Releasing 10, Chloe Walsh
But love alone cannot always outrun trauma. Off her medicine, haunted by memories she can’t quite trust, she loses herself and in the process, hurts the one person who never stopped choosing her.
When their relationship falls apart, it’s like they’re both screaming “Can we please get back to how it was when we were kids?” The effortless, ordinary happiness they found as children and ache for now.

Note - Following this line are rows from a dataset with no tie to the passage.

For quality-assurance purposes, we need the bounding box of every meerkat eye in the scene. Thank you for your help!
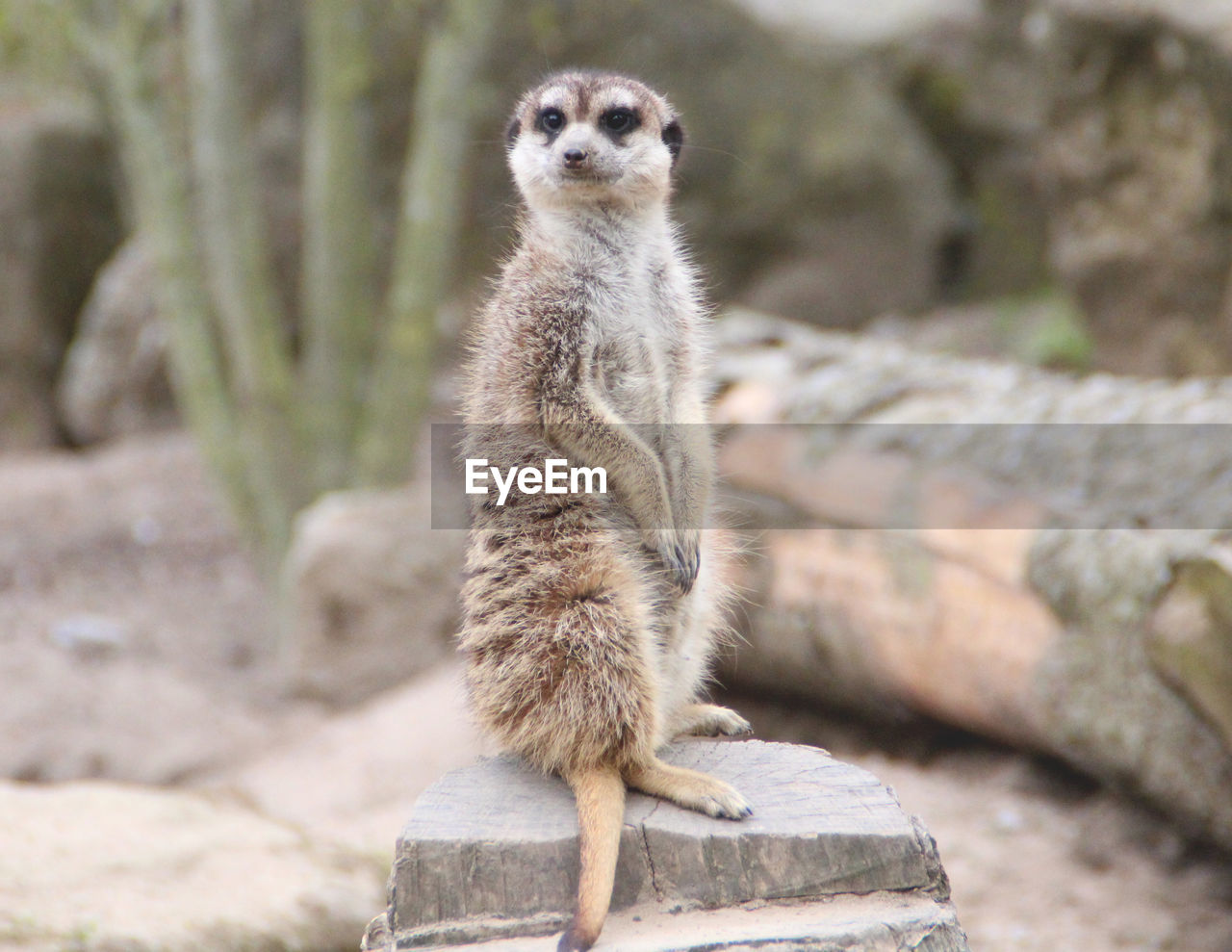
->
[599,109,637,136]
[540,106,564,132]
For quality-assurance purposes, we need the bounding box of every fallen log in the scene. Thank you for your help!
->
[716,313,1232,846]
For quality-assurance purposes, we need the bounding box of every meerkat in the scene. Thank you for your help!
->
[459,72,752,952]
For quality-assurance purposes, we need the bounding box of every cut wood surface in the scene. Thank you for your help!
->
[716,312,1232,845]
[367,740,966,949]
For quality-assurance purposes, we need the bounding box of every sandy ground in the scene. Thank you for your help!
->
[0,433,1232,952]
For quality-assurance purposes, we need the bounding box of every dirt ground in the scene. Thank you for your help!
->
[0,432,1232,952]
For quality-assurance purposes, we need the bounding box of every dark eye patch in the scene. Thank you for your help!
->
[599,106,641,136]
[535,106,564,136]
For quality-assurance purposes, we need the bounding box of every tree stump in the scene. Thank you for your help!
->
[364,740,967,952]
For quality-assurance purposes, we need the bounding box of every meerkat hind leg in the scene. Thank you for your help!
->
[625,758,753,820]
[672,705,753,737]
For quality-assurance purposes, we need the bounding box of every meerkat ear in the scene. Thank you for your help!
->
[663,118,685,165]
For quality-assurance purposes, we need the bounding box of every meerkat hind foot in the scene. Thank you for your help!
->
[625,759,753,820]
[672,705,753,737]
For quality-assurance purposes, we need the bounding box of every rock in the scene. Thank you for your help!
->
[50,614,133,657]
[890,0,1232,375]
[365,740,967,952]
[0,782,381,952]
[0,105,120,449]
[282,488,466,705]
[57,239,176,445]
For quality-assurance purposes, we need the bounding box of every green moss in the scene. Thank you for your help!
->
[997,288,1095,372]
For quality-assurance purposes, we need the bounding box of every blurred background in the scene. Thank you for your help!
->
[0,0,1232,952]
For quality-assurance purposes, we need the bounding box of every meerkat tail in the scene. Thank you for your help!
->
[557,766,625,952]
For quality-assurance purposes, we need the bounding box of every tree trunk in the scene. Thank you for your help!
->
[716,307,1232,845]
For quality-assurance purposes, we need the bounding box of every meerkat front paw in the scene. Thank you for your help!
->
[643,529,701,595]
[672,705,753,737]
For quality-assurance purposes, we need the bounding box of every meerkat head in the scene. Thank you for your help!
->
[507,72,683,217]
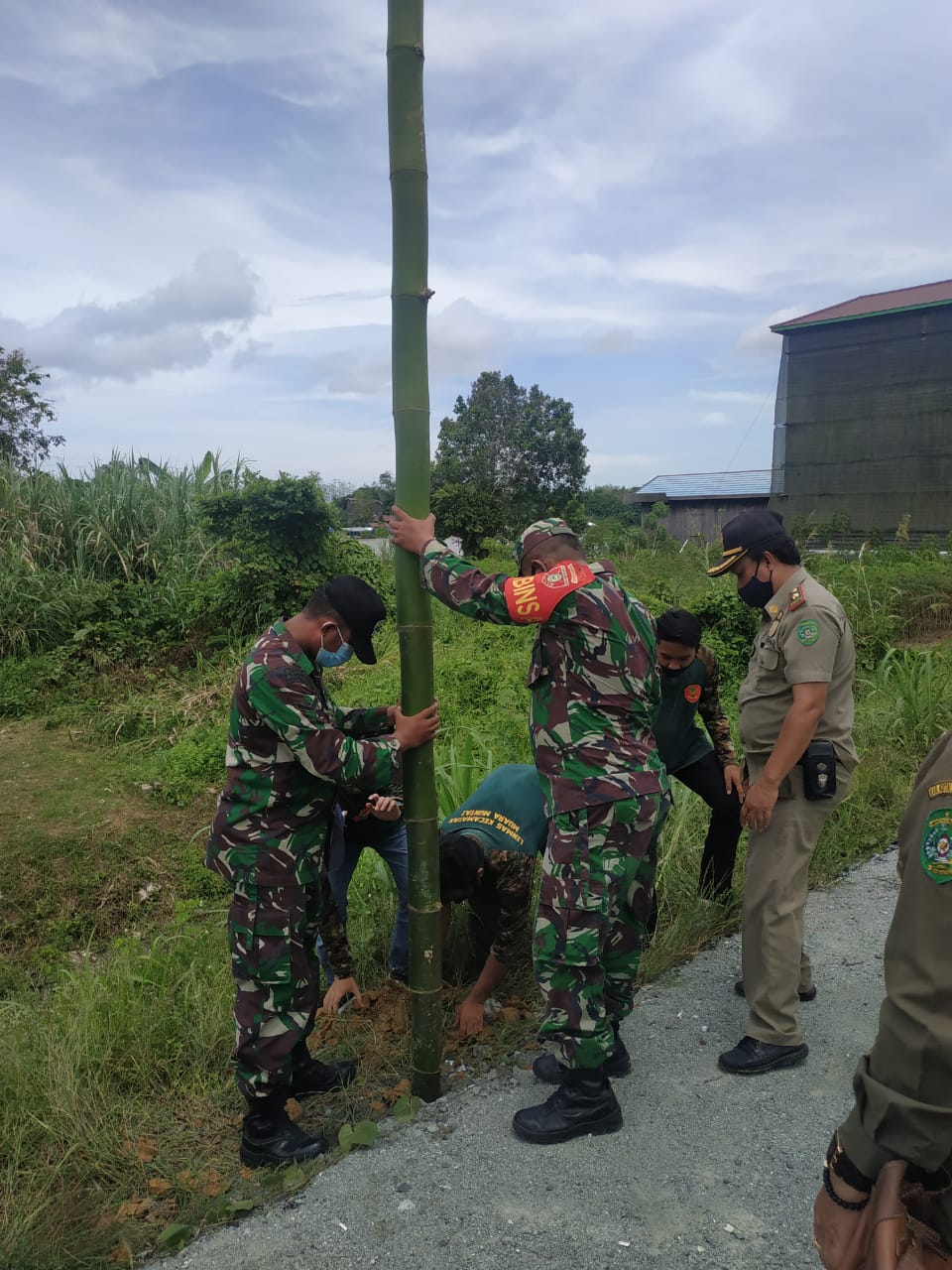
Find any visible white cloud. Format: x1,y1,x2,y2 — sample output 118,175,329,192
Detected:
0,251,263,380
0,0,952,484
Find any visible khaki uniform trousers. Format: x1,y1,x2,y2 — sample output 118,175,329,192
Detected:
743,763,849,1045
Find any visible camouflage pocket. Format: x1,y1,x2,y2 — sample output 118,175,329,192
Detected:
539,808,607,913
228,885,304,987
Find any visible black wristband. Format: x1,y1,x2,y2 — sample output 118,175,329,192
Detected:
822,1165,870,1212
826,1133,874,1195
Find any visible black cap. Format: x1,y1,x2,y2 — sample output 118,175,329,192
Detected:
323,572,387,666
707,507,789,577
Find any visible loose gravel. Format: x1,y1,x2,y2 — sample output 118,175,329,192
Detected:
150,851,897,1270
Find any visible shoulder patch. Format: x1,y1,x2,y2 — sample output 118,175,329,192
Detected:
797,617,820,648
919,807,952,883
503,560,595,623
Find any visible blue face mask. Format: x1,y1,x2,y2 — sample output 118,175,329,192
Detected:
738,574,774,608
316,627,354,670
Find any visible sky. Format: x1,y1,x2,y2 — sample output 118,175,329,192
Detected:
0,0,952,485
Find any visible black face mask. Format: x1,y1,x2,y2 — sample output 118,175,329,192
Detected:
738,567,774,608
658,662,694,680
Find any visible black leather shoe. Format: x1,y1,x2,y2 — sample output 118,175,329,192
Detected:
532,1033,631,1084
717,1036,810,1076
291,1058,357,1098
734,979,816,1001
513,1067,622,1143
239,1111,327,1169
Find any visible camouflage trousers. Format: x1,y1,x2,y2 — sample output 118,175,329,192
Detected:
534,794,670,1068
228,884,320,1102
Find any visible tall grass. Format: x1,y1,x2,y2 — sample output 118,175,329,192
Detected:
0,915,231,1270
0,452,245,657
0,502,952,1270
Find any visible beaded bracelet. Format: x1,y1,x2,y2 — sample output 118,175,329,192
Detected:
822,1165,870,1212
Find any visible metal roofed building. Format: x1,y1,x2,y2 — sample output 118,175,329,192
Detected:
632,468,771,543
771,280,952,536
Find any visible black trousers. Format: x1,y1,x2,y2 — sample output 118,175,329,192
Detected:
671,750,740,899
648,750,742,935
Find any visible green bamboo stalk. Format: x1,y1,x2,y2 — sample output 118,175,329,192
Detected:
387,0,443,1101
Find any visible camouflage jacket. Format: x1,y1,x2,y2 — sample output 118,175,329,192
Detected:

It’s never too late, baby, so don’t give up
And yet, even in their destruction, hope lingers. The novel suggests that healing is never entirely unreachable. That truth can still be spoken, and broken people can still attempt to find their way back to themselves, and (hopefully) back to each other.
I’ll always come back to you,” I offered, wanting to fold her into my body and keep her safe. “No matter how often I have to leave, just know that I will always come back for you.
Releasing 10, Chloe Walsh
Lizzie and Hughie were never simply lovers.
They are two souls learning how to survive the wreckage love can leave behind. And perhaps that is what Chemtrails Over the Country Club captures so hauntingly well, the way beauty and devastation often exist side by side.
Like the roots of the tall oak tree in the meadow that sprawled deep beneath the surface of the earth, the love I felt for this boy had taken ahold of my heart to the point where I honestly thought I might die without him.